# Comparing hyr classification with flat classification

In [None]:
import numpy as np
import pandas as pd
import matplotlib.pyplot as plt
import random
from sklearn import datasets, neighbors, metrics, tree, svm, preprocessing, model_selection, ensemble
from sklearn.model_selection import StratifiedKFold
from pprint import pprint


## Loading the data
This data has been preprocessed in pickle.ipynb and stored in .pkl files.
This makes for much faster loading

In [None]:
%%time
df = pd.read_pickle("../data/Lauren/df.pkl")
labels = pd.read_pickle("../data/Lauren/labels.pkl")

CPU times: user 0 ns, sys: 2.47 s, total: 2.47 s
Wall time: 2.49 s


## Metrics

In [7]:
def calc_metrics(y_test, y_pred, f1_file_name=None):
    unique_labels_df = pd.DataFrame(pd.Series(y_test).unique())
    f1 = pd.DataFrame(metrics.f1_score(y_test, y_pred, average=None, labels = unique_labels_df[0]))
    acc = metrics.accuracy_score(y_test, y_pred)

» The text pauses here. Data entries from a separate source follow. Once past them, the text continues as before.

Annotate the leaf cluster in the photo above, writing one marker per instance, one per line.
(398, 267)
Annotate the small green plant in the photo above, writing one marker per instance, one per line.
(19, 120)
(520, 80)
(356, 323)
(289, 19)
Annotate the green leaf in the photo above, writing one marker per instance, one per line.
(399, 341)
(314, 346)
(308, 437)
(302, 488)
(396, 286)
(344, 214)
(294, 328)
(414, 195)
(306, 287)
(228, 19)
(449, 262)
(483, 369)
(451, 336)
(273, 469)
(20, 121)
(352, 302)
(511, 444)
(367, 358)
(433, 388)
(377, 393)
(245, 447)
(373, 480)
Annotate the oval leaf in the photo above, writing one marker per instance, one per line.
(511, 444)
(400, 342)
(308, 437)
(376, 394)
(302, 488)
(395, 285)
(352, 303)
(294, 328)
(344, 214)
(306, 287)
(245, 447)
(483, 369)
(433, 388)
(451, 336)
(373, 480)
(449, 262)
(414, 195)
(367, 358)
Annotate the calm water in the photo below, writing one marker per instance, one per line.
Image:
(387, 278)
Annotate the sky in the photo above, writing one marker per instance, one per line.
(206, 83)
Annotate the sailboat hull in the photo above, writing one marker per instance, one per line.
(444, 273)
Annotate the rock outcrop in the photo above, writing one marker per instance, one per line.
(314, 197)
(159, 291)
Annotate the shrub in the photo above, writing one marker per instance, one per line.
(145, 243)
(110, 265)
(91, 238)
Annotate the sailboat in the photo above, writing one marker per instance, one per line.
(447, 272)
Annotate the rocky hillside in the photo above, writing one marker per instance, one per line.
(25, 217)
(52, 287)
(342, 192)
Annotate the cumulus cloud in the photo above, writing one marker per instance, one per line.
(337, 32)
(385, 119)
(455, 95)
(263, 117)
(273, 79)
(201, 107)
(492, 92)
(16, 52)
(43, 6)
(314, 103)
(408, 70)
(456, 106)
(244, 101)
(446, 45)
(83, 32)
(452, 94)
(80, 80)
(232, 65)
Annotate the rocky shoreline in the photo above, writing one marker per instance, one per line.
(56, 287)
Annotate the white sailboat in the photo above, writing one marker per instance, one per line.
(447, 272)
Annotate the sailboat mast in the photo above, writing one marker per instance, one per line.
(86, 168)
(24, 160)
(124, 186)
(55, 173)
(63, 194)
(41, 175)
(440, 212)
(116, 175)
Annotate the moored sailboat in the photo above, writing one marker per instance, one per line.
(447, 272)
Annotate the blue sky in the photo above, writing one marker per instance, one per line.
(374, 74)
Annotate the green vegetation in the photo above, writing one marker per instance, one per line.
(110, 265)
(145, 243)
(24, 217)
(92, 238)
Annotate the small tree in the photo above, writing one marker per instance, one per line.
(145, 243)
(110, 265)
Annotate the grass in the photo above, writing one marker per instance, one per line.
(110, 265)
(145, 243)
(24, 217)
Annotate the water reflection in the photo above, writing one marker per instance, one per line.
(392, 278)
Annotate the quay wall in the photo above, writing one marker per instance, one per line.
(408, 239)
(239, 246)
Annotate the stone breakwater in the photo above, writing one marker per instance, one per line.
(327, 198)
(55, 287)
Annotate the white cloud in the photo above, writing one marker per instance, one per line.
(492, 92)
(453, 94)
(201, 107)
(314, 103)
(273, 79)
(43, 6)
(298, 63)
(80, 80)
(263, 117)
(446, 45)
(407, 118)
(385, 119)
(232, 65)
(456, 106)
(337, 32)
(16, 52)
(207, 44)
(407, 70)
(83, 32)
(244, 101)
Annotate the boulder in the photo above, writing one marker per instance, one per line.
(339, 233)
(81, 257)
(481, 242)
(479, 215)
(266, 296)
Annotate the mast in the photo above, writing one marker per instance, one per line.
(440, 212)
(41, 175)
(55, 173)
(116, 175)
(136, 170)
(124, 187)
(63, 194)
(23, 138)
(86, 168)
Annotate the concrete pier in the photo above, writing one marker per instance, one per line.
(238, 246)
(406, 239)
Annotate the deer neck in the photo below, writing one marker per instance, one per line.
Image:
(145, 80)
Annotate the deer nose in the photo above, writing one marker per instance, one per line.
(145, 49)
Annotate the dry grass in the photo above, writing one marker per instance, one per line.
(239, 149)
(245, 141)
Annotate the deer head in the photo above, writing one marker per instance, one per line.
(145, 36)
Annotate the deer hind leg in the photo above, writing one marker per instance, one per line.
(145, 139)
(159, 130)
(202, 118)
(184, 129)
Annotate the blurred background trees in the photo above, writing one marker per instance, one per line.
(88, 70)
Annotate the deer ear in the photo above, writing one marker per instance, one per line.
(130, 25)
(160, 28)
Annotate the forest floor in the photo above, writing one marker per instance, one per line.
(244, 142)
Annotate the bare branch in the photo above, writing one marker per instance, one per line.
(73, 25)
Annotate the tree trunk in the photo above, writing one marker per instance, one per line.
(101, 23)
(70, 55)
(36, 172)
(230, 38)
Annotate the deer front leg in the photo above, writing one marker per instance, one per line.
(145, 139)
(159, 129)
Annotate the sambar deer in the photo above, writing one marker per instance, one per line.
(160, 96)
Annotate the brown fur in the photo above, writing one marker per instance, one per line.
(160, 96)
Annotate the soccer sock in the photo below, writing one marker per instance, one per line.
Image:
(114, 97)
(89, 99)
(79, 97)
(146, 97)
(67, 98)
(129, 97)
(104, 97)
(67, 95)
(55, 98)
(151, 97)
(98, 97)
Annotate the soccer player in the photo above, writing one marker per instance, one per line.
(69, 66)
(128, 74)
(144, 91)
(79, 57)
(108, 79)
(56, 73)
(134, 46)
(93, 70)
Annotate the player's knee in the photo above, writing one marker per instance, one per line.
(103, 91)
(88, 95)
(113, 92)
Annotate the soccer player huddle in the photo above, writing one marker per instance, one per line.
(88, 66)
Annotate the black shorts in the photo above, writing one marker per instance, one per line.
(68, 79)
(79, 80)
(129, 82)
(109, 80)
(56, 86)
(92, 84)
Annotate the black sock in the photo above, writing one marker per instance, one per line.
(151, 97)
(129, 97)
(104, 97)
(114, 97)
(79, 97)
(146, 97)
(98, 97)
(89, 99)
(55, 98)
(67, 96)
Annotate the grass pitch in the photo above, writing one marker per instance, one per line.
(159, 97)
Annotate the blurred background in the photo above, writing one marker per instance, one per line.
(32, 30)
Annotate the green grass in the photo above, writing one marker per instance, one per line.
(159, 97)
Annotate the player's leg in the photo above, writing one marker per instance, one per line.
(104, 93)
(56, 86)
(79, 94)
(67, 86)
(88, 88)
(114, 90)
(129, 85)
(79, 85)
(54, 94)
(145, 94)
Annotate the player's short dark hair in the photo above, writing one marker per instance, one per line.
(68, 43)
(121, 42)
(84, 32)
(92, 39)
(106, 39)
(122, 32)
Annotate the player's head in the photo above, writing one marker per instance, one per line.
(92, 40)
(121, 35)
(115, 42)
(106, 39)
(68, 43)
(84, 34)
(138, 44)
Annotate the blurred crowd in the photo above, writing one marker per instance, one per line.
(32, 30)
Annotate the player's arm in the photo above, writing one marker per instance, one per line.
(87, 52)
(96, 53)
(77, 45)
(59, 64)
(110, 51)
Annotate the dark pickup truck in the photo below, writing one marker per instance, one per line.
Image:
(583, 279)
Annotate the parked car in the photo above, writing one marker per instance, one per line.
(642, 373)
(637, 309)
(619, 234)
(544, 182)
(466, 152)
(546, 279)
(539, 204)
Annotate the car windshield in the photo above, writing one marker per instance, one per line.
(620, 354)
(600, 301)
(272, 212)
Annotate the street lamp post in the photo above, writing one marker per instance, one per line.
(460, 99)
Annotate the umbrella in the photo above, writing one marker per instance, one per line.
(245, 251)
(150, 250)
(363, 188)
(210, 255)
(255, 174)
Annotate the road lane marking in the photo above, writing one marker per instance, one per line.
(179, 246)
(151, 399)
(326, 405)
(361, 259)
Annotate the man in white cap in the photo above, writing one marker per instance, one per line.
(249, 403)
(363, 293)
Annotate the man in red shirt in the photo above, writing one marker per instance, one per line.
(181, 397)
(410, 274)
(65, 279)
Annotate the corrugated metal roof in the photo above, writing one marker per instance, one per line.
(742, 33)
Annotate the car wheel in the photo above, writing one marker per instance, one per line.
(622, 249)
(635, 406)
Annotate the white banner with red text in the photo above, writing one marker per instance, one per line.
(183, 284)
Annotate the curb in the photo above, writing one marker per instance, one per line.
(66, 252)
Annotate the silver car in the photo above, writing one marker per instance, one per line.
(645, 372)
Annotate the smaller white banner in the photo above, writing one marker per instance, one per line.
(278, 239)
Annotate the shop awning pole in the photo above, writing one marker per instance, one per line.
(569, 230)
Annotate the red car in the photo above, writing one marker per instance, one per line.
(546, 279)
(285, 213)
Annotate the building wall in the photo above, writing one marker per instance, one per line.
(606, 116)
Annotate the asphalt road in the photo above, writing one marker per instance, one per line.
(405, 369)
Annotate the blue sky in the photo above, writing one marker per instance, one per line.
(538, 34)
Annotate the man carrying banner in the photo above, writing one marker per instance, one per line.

    print(f"accuracy: {acc}")
    print(f"F1 micro-average: {metrics.f1_score(y_test_set['cluster'], y_pred, average='micro')}")
    print(f"F1 macro-average: {metrics.f1_score(y_test_set['cluster'], y_pred, average='macro')}")
    print(f"F1 weighted-average: {metrics.f1_score(y_test_set['cluster'], y_pred, average='weighted')}")
    print()
    
    # seperate f1 score for each label
    f1_labeled = pd.concat([unique_labels_df[0], f1[0]], axis=1, keys=['class', 'f1_per_class'])
    print(f1_labeled)
    
    # save seperate f1 scores
    if f1_file_name is not None:
        f1_labeled.to_csv(f1_file_name, index=False)
    

## Flat classification

In [8]:
# train a linear multi label classifier
# df: X
# labels: multiple columns, one of which will be y
# class_column_name: the name of the column in labels that will be y
def train_linear_nn(df, labels, class_column_name): # todo: give linear classifier as argument
    # only keep the needed column
    drop_columns = filter(lambda col: col != class_column_name , labels.columns)
    labels = labels.drop(columns = drop_columns).values.ravel()
     
    X_train, y_train = df, labels
        
    # 1vRest training
    print(f"Start training {class_column_name} entries with multiclass output: {pd.Series(y_train).unique()}")
    lin_clf = svm.LinearSVC()
    lin_clf.fit(X_train, y_train)
    
    return lin_clf
    

In [20]:
%%time
## train on half the dataset, test on the other and calculate the metrics

# use this to split dataset in 2 parts, test and train
skf = StratifiedKFold(n_splits=2, random_state=1337, shuffle=True)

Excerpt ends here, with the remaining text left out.